Достала малиновые надтреснутые чашки, украсила стол какими-то кружавчиками, копается в темном гробу буфета, колыша хлебный, сухарный запах, выползающий из-за его деревянных щек. Не лезь, запах! Поймать его и прищемить стеклянными гранеными дверцами; вот так; сиди под замком.
Александра Эрнестовна достает чудное варенье, ей подарили, вы только попробуйте, нет, нет, вы попробуйте, ах, ах, ах, нет слов, да, это что-то необыкновенное, правда же, удивительное? правда, правда, сколько на свете живу, никогда такого… ну, как я рада, я знала, что вам понравится, возьмите еще, берите, берите, я вас умоляю! (О, черт, опять у меня будут болеть зубы!)

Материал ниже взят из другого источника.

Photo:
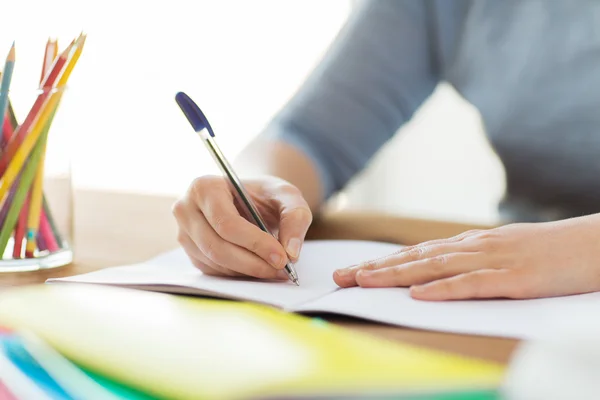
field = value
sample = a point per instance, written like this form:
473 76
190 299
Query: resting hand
219 241
514 261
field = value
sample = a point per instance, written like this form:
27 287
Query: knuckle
416 253
298 214
439 261
211 250
291 189
178 208
254 245
370 264
181 237
224 226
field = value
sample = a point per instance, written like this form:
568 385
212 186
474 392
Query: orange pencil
22 131
50 55
42 124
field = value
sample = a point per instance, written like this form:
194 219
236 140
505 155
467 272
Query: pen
201 126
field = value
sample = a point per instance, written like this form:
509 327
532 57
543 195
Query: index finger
219 210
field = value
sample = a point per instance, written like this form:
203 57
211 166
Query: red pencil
19 234
22 130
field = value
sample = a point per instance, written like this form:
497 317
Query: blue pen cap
193 113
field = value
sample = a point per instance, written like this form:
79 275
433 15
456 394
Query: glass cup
36 208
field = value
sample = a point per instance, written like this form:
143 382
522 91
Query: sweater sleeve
378 71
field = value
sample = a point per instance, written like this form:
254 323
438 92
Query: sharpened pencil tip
11 53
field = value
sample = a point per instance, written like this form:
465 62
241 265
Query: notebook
522 319
177 347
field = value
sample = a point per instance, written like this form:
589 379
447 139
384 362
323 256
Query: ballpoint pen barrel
243 198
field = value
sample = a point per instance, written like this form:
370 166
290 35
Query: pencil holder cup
36 202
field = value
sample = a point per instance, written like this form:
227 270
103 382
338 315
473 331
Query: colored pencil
47 108
19 198
24 209
51 239
55 241
49 58
5 394
5 86
20 229
23 130
19 384
32 207
35 204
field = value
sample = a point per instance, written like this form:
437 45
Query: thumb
295 218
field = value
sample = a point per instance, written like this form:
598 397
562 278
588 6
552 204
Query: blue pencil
5 86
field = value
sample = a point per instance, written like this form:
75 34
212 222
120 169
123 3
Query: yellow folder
192 348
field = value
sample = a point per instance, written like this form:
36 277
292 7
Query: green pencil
26 180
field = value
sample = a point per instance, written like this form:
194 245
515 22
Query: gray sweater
531 68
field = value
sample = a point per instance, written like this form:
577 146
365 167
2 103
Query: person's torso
532 69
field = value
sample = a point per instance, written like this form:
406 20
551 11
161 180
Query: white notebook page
173 272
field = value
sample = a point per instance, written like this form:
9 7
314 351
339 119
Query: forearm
276 158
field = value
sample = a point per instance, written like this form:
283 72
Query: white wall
440 165
241 60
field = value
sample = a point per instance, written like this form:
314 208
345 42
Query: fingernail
275 260
343 272
293 248
282 275
365 273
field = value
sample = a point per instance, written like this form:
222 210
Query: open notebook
523 319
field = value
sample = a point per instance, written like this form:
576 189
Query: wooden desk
121 228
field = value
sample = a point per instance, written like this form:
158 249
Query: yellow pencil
36 195
16 164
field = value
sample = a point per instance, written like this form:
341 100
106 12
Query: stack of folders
93 342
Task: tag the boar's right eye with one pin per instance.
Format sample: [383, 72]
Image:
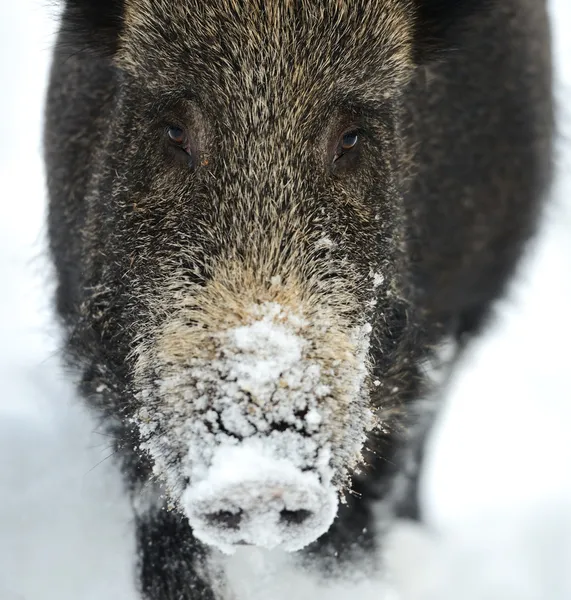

Вы мне нравитесь, Александра Эрнестовна, вы мне очень нравитесь, особенно вон на той фотографии, где у вас такой овал лица, и на этой, где вы откинули голову и смеетесь изумительными зубами, и на этой, где вы притворяетесь капризной, а руку забросили куда-то на затылок, чтобы резные фестончики нарочно сползли с локтя. Мне нравится ваша никому больше не интересная, где-то там отшумевшая жизнь, бегом убежавшая молодость, ваши истлевшие поклонники, мужья, проследовавшие торжественной вереницей, все, все, кто окликнул вас и кого позвали вы, каждый, кто прошел и скрылся за высокой горой. Я буду приходить к вам и приносить и сливки, и очень полезную для глаз морковку, а вы, пожалуйста, раскрывайте давно не проветривавшиеся бархатные коричневые альбомы – пусть подышат хорошенькие гимназистки, пусть разомнутся усатые господа, пусть улыбнется бравый Иван Николаевич. Ничего, ничего, он вас не видит, ну что вы, Александра Эрнестовна!.. Надо было решиться тогда. Надо было. Да она уже решилась. Вот он – рядом, – руку протяни! Вот, возьми его в руки, держи, вот он, плоский, холодный, глянцевый, с золотым обрезом, чуть пожелтевший Иван Николаевич! Эй, вы слышите, она решилась, да, она едет, встречайте, всё, она больше не колеблется, встречайте, где вы, ау!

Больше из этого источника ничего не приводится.